The Democratic New Hampshire primary went very differently for Hillary Clinton in 2016 than it did in 2008. Eight years ago, she was able to turn a surprising defeat in Iowa into a late and stunning rally. This year, she lost the contest rather resoundingly. What can we learn from the differences between these contests, and how damaging is this to her pursuit of the party's nomination?
A comparison of New Hampshire primary exit polls from 2008 and 2016 is instructive. Below, I've charted out Clinton's performances among several demographic groups in both New Hampshire primaries. The red line shows where Clinton would have performed had she done as well in 2016 as she did in 2008. Any point above the line means that she outperformed 2008; points below the line indicate underperformance compared with 2008.
These are not, of course, perfect comparisons, since Clinton faced two competitors in the earlier contest: Both Barack Obama and John Edwards won substantial numbers of votes. But the numbers are still instructive.

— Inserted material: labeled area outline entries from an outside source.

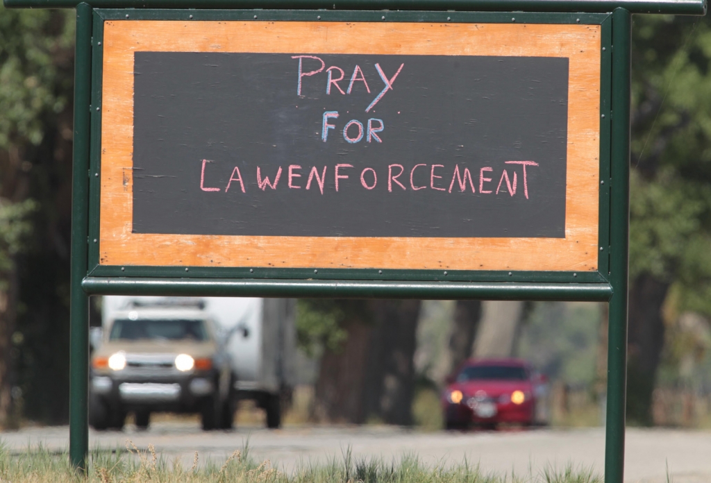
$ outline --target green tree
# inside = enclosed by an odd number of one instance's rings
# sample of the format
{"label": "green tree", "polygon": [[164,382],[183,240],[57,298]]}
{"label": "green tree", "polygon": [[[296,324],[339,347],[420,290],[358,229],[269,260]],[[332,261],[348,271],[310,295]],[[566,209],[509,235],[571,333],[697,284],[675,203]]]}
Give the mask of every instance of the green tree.
{"label": "green tree", "polygon": [[711,314],[710,26],[634,18],[627,413],[640,424],[652,423],[668,295]]}
{"label": "green tree", "polygon": [[73,18],[0,7],[0,425],[66,418]]}

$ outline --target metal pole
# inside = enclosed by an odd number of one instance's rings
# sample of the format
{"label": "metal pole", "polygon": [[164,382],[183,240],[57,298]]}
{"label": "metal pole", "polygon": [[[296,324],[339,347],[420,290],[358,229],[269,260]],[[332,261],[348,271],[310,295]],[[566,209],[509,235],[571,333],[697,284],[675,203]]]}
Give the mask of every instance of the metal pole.
{"label": "metal pole", "polygon": [[605,482],[624,477],[627,381],[627,286],[629,237],[629,123],[631,14],[612,14],[612,132],[610,213],[610,298],[607,346]]}
{"label": "metal pole", "polygon": [[92,8],[79,4],[74,58],[69,456],[72,465],[82,469],[86,468],[89,449],[89,297],[82,289],[82,280],[87,275],[87,266],[91,36]]}

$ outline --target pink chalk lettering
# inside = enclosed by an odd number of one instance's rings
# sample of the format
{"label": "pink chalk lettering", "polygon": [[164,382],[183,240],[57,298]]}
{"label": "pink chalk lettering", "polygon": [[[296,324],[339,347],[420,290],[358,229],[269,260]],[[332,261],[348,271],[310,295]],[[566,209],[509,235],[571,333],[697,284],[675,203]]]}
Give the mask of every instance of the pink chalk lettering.
{"label": "pink chalk lettering", "polygon": [[471,181],[471,173],[469,173],[469,168],[464,168],[464,178],[462,179],[459,175],[459,165],[454,166],[454,174],[451,176],[451,183],[449,183],[449,192],[451,192],[451,188],[454,186],[454,180],[459,184],[459,191],[464,192],[466,191],[466,180],[469,180],[469,186],[471,188],[471,192],[474,192],[474,183]]}
{"label": "pink chalk lettering", "polygon": [[279,170],[277,171],[277,177],[274,178],[274,185],[271,183],[269,180],[269,176],[264,176],[264,179],[262,180],[262,172],[260,170],[260,167],[257,167],[257,185],[260,187],[260,189],[262,191],[267,190],[267,187],[269,186],[272,190],[277,189],[277,185],[279,184],[279,178],[282,175],[282,167],[279,167]]}
{"label": "pink chalk lettering", "polygon": [[[385,83],[385,88],[380,91],[380,93],[378,94],[378,97],[373,99],[373,102],[370,103],[368,107],[365,108],[365,112],[370,112],[373,107],[378,104],[378,102],[383,99],[383,96],[385,95],[385,92],[390,89],[392,90],[392,82],[395,82],[395,79],[397,77],[397,75],[400,74],[400,71],[402,70],[405,64],[400,64],[400,67],[397,69],[397,72],[395,75],[392,76],[392,79],[388,80],[385,73],[383,72],[383,69],[380,68],[380,64],[375,64],[375,68],[378,69],[378,73],[380,76],[380,79],[383,79],[383,82]],[[370,91],[368,91],[370,92]],[[397,114],[400,114],[399,112]]]}
{"label": "pink chalk lettering", "polygon": [[326,142],[326,140],[328,139],[328,129],[335,129],[336,124],[329,124],[328,119],[333,117],[335,119],[338,119],[338,111],[326,111],[324,113],[324,124],[321,129],[321,139]]}
{"label": "pink chalk lettering", "polygon": [[523,166],[523,194],[528,199],[528,183],[526,181],[526,166],[538,166],[535,161],[506,161],[506,164],[520,164]]}
{"label": "pink chalk lettering", "polygon": [[[358,126],[358,136],[355,138],[351,138],[348,136],[348,128],[353,125]],[[348,124],[343,128],[343,139],[347,141],[349,144],[355,144],[363,139],[363,124],[360,124],[360,121],[358,119],[348,121]]]}
{"label": "pink chalk lettering", "polygon": [[[397,174],[396,174],[395,176],[393,176],[392,175],[392,168],[395,166],[397,166],[397,168],[400,168],[400,172],[398,173]],[[407,189],[407,188],[405,188],[405,186],[402,185],[402,183],[400,183],[400,181],[397,180],[397,178],[403,173],[405,173],[405,167],[402,164],[390,164],[390,165],[387,165],[387,191],[389,192],[392,192],[392,182],[393,181],[395,181],[395,183],[397,183],[397,185],[400,186],[403,190]]]}
{"label": "pink chalk lettering", "polygon": [[[318,74],[319,72],[320,72],[321,70],[324,70],[324,67],[326,67],[326,63],[323,60],[321,60],[320,58],[316,57],[315,55],[292,55],[292,58],[299,59],[299,85],[296,87],[296,95],[300,96],[301,95],[301,77],[305,77],[309,75],[314,75],[315,74]],[[311,70],[311,72],[304,72],[303,70],[301,70],[302,59],[316,59],[316,60],[321,63],[321,67],[316,70]]]}
{"label": "pink chalk lettering", "polygon": [[[373,121],[378,121],[380,123],[380,127],[373,127]],[[383,140],[380,137],[375,133],[383,132],[383,130],[385,129],[385,124],[383,122],[383,119],[376,119],[375,117],[371,117],[368,120],[368,142],[370,142],[370,138],[373,137],[373,139],[379,143],[382,143]]]}
{"label": "pink chalk lettering", "polygon": [[[356,77],[356,74],[360,74],[360,77]],[[351,83],[348,84],[348,90],[347,91],[348,94],[351,94],[351,90],[353,88],[353,82],[356,80],[362,81],[363,84],[365,85],[365,89],[368,89],[368,93],[370,93],[370,88],[368,87],[368,82],[365,82],[365,76],[363,75],[363,71],[360,70],[360,67],[358,65],[353,69],[353,75],[351,76]]]}
{"label": "pink chalk lettering", "polygon": [[294,170],[295,170],[295,169],[301,169],[301,167],[299,166],[298,164],[290,164],[290,165],[289,165],[289,188],[295,188],[296,190],[301,190],[301,186],[294,186],[292,184],[292,181],[293,180],[293,179],[294,178],[301,178],[301,175],[296,174],[296,173],[294,172]]}
{"label": "pink chalk lettering", "polygon": [[[338,77],[338,79],[333,79],[331,76],[331,71],[333,70],[334,69],[337,69],[338,71],[341,72],[341,77]],[[340,85],[338,85],[338,82],[340,81],[343,80],[343,76],[346,75],[346,72],[343,72],[343,70],[341,69],[340,67],[336,67],[335,65],[333,65],[331,67],[329,67],[328,69],[326,69],[326,72],[328,72],[328,83],[326,85],[326,94],[331,94],[331,84],[333,84],[333,85],[335,85],[336,88],[338,89],[338,91],[341,94],[345,94],[346,92],[344,92],[343,89],[341,88]]]}
{"label": "pink chalk lettering", "polygon": [[516,194],[516,172],[513,172],[513,186],[511,186],[506,170],[503,170],[503,173],[501,174],[501,179],[498,180],[498,186],[496,187],[496,194],[498,195],[498,190],[501,188],[501,183],[503,183],[504,178],[506,178],[506,186],[508,188],[508,194],[513,196]]}
{"label": "pink chalk lettering", "polygon": [[444,168],[444,165],[443,165],[443,164],[433,164],[432,165],[432,169],[429,171],[429,188],[432,188],[433,190],[437,190],[437,191],[447,191],[447,190],[445,190],[443,188],[437,188],[434,185],[434,178],[439,178],[441,180],[442,178],[442,176],[437,176],[436,174],[434,174],[434,168]]}
{"label": "pink chalk lettering", "polygon": [[[366,171],[373,171],[373,186],[368,186],[368,183],[365,183],[365,176]],[[363,185],[363,187],[366,190],[372,190],[373,188],[375,188],[375,185],[378,184],[378,175],[375,174],[375,170],[373,169],[372,168],[366,168],[365,169],[364,169],[363,170],[363,173],[360,173],[360,184]]]}
{"label": "pink chalk lettering", "polygon": [[486,183],[488,183],[489,181],[491,180],[491,178],[484,178],[484,171],[493,172],[493,170],[488,166],[487,166],[486,168],[482,168],[481,170],[479,170],[479,192],[490,193],[491,192],[491,191],[484,191],[484,182],[486,181]]}
{"label": "pink chalk lettering", "polygon": [[306,181],[306,189],[311,189],[311,181],[314,178],[316,178],[316,182],[319,185],[319,189],[321,190],[321,194],[324,194],[324,181],[326,180],[326,166],[324,166],[324,174],[321,176],[319,175],[319,170],[316,168],[316,166],[311,168],[311,173],[309,173],[309,180]]}
{"label": "pink chalk lettering", "polygon": [[415,182],[412,180],[412,178],[415,176],[415,170],[417,169],[418,166],[427,166],[426,164],[416,164],[412,166],[412,169],[410,172],[410,186],[412,188],[413,191],[417,191],[417,190],[424,190],[427,187],[427,185],[424,186],[415,186]]}
{"label": "pink chalk lettering", "polygon": [[348,175],[339,175],[338,168],[353,168],[352,164],[337,164],[336,165],[336,191],[338,190],[338,180],[347,180],[348,179]]}
{"label": "pink chalk lettering", "polygon": [[205,188],[205,165],[213,162],[206,159],[203,160],[203,170],[200,172],[200,189],[203,191],[220,191],[218,188]]}
{"label": "pink chalk lettering", "polygon": [[[235,178],[235,173],[237,173],[237,178]],[[232,181],[239,181],[240,187],[242,188],[242,192],[245,192],[245,183],[242,182],[242,175],[240,174],[240,168],[235,166],[235,169],[232,170],[232,174],[230,175],[230,180],[227,183],[227,188],[225,188],[225,192],[230,190],[230,185],[232,184]]]}

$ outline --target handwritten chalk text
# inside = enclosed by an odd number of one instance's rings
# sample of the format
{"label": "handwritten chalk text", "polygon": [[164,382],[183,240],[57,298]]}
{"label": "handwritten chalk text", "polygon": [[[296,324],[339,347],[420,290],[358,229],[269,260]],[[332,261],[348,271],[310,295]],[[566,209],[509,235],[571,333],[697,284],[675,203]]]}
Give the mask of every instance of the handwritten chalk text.
{"label": "handwritten chalk text", "polygon": [[[363,132],[359,134],[363,137]],[[201,161],[200,166],[200,189],[208,192],[222,192],[222,188],[217,183],[212,181],[211,186],[205,187],[205,178],[214,180],[219,173],[206,173],[206,166],[214,163],[207,159]],[[447,166],[444,164],[427,164],[420,163],[412,168],[406,168],[402,164],[393,163],[387,166],[356,168],[352,164],[340,163],[329,167],[311,166],[302,168],[300,165],[292,164],[286,167],[287,182],[279,185],[282,166],[264,168],[257,166],[255,172],[254,181],[251,185],[248,179],[243,178],[239,167],[235,166],[227,178],[224,192],[230,191],[233,183],[239,183],[240,191],[247,192],[250,186],[262,191],[279,190],[301,190],[309,191],[311,188],[318,188],[321,195],[324,189],[333,188],[336,192],[340,192],[346,187],[362,188],[372,190],[378,186],[380,189],[387,189],[389,192],[402,191],[419,191],[420,190],[434,190],[444,191],[447,193],[471,192],[479,195],[499,195],[508,194],[509,196],[523,195],[526,200],[529,199],[528,171],[526,168],[538,166],[539,164],[530,161],[504,161],[503,166],[483,166],[479,169],[479,187],[475,189],[475,178],[472,171],[469,168],[461,167],[459,164]],[[306,172],[308,170],[308,177]],[[476,171],[474,171],[476,173]],[[329,174],[332,173],[332,174]],[[523,184],[523,192],[518,190],[519,175]],[[303,179],[306,179],[306,186],[304,186]],[[417,178],[417,179],[416,179]],[[386,179],[387,182],[378,184],[379,179]],[[360,183],[358,183],[360,181]],[[234,190],[232,190],[234,191]]]}

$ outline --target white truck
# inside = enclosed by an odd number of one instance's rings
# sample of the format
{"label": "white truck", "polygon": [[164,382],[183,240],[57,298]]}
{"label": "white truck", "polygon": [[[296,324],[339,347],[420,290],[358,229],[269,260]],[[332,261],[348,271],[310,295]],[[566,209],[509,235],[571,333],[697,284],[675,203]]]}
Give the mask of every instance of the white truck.
{"label": "white truck", "polygon": [[[97,361],[94,360],[96,357],[92,357],[92,384],[90,384],[90,401],[94,406],[101,406],[100,401],[103,400],[105,407],[100,407],[100,409],[103,411],[105,408],[112,408],[111,411],[114,413],[112,416],[106,416],[105,421],[112,423],[105,424],[105,428],[122,427],[122,421],[127,412],[134,412],[137,421],[139,420],[140,416],[141,425],[147,426],[148,419],[145,415],[151,411],[198,411],[196,409],[198,406],[195,404],[185,403],[186,397],[188,400],[191,400],[190,395],[187,394],[183,395],[183,397],[177,396],[175,403],[172,405],[164,402],[154,404],[151,397],[149,397],[152,394],[149,394],[151,391],[146,392],[144,401],[141,400],[139,394],[141,385],[137,382],[138,379],[134,381],[135,377],[127,379],[131,375],[130,371],[133,370],[132,365],[129,363],[124,364],[125,369],[112,370],[108,363],[108,358],[112,354],[103,354],[102,352],[105,350],[102,351],[100,349],[102,344],[110,346],[112,353],[122,352],[122,357],[129,362],[132,359],[142,361],[146,358],[155,357],[156,352],[163,352],[163,359],[165,359],[166,352],[171,350],[166,348],[166,344],[169,346],[173,344],[179,347],[177,340],[166,342],[154,338],[151,342],[144,339],[144,343],[141,344],[136,344],[134,340],[126,340],[127,349],[123,350],[117,345],[120,345],[123,340],[118,338],[117,330],[112,330],[112,327],[117,325],[117,321],[127,323],[128,320],[124,320],[127,316],[134,319],[133,323],[135,325],[144,319],[147,322],[154,320],[156,314],[159,316],[162,316],[161,314],[166,316],[170,315],[170,318],[176,319],[176,314],[179,314],[181,310],[185,310],[186,315],[190,313],[190,317],[193,319],[203,317],[205,327],[215,327],[215,338],[219,346],[219,351],[226,354],[226,359],[229,361],[227,364],[230,369],[229,380],[232,385],[230,390],[226,391],[230,400],[229,407],[233,408],[235,403],[240,399],[252,399],[257,406],[265,410],[267,427],[279,427],[282,421],[281,403],[282,399],[290,396],[295,379],[295,300],[283,298],[105,296],[102,303],[102,333],[98,337],[95,335],[92,341],[92,345],[97,349],[95,351],[95,356],[100,357]],[[135,352],[135,347],[141,347],[141,354],[131,352]],[[181,354],[173,355],[178,357]],[[107,358],[106,367],[97,365],[97,363],[100,364],[102,362],[102,358]],[[176,361],[177,363],[177,359]],[[166,368],[165,370],[172,370],[178,374],[179,371],[175,369],[176,368],[171,367]],[[160,374],[156,372],[154,378],[156,381],[151,380],[153,377],[151,374],[153,373],[145,372],[140,374],[140,383],[146,388],[150,386],[151,391],[155,392],[154,386],[157,386],[161,379]],[[186,373],[186,375],[190,376],[190,374]],[[193,377],[198,375],[196,373]],[[182,384],[184,386],[183,391],[186,393],[191,387],[188,383],[172,382],[176,388]],[[122,387],[122,384],[130,384],[130,399],[122,399],[126,398],[126,395],[119,391],[119,386]],[[216,381],[215,385],[219,385],[219,383]],[[106,388],[109,386],[111,386],[112,391],[107,391]],[[224,390],[222,392],[225,394]],[[107,399],[109,395],[113,398],[111,401]],[[154,398],[154,395],[151,397]],[[205,429],[230,427],[232,411],[222,411],[225,414],[222,416],[225,420],[219,424],[203,424],[203,427]],[[229,416],[227,416],[227,413],[229,413]],[[90,415],[91,414],[90,408]],[[94,414],[97,414],[96,411]],[[105,423],[103,420],[97,420]],[[100,427],[102,425],[100,424],[98,426],[94,425],[102,428]]]}

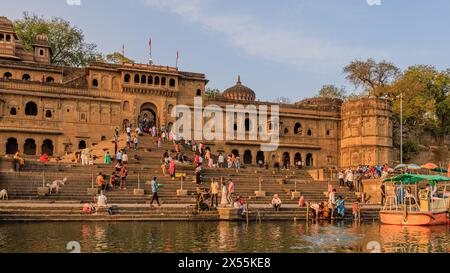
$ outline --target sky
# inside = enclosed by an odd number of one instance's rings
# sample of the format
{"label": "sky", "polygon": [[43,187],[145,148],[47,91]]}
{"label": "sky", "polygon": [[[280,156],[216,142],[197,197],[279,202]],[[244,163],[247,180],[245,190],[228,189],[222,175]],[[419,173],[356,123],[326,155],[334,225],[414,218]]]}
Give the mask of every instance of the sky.
{"label": "sky", "polygon": [[325,84],[354,87],[344,66],[373,58],[401,69],[450,67],[448,0],[0,0],[0,15],[62,17],[104,54],[205,73],[210,88],[236,83],[260,100],[295,102]]}

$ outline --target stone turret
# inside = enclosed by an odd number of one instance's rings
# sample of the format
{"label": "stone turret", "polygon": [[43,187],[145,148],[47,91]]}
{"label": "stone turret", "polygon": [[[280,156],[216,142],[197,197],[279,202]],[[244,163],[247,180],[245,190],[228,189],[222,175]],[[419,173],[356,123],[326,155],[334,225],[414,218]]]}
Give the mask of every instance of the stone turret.
{"label": "stone turret", "polygon": [[34,61],[39,63],[50,63],[52,50],[48,44],[47,35],[39,34],[33,44]]}
{"label": "stone turret", "polygon": [[0,16],[0,57],[18,59],[16,56],[17,35],[13,23],[6,17]]}
{"label": "stone turret", "polygon": [[361,98],[342,104],[341,167],[393,162],[392,105]]}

Notably, Clinton did worse in most of the groups this year, compared with 2008. Her performances among young voters, first-time voters, and the poorer and less educated are particularly striking. She did about as well among women and self-described liberals as last time, and actually made modest gains among wealthier and older voters. But overall, the coalition she'd managed to assemble in New Hampshire eight years ago showed significant signs of fraying.
Now, what does this tell us about upcoming races and the nomination contest as a whole? Not a ton, actually. Yes, it suggests that Bernie Sanders poses a threat to her among some key demographic groups, especially young people. Barack Obama took the nomination from her in 2008 with the help of young voters, and they appear to be even more in Sanders's camp than they were in Obama's eight years ago.
But there's good reason to believe that New Hampshire's results — and Iowa's, for that matter — won't really map onto subsequent contests. Sanders has spent most of the past six months in Iowa, betting everything on doing well in a key early contest, and he's spent his entire public career in New Hampshire's media markets. What's more, these two early contests represent some of the highest concentration of white liberals in Democratic electorates. The primary and caucus map from here on out is a lot friendlier to Clinton.
We could also just as easily see Clinton's 2008 showing in New Hampshire as an overperformance, rather than seeing 2016's as an underperformance. Clinton benefited from some sympathetic media at a key time right before that earlier contest, so it's possible that she did about as well this year as we should expect.
Finally, we should remember the role that early contests like Iowa and New Hampshire play. They're much better at picking losers than winners. That is, they winnow. They narrow a field of 10 candidates or more down to a field of two or three very quickly. So while Sanders has every right to be proud of his showing last night, there's little historical reason to assume it brings him much closer to the nomination.
To the extent it can, the party has signaled that it wants Hillary Clinton to be its nominee. The results from New Hampshire do little to change that.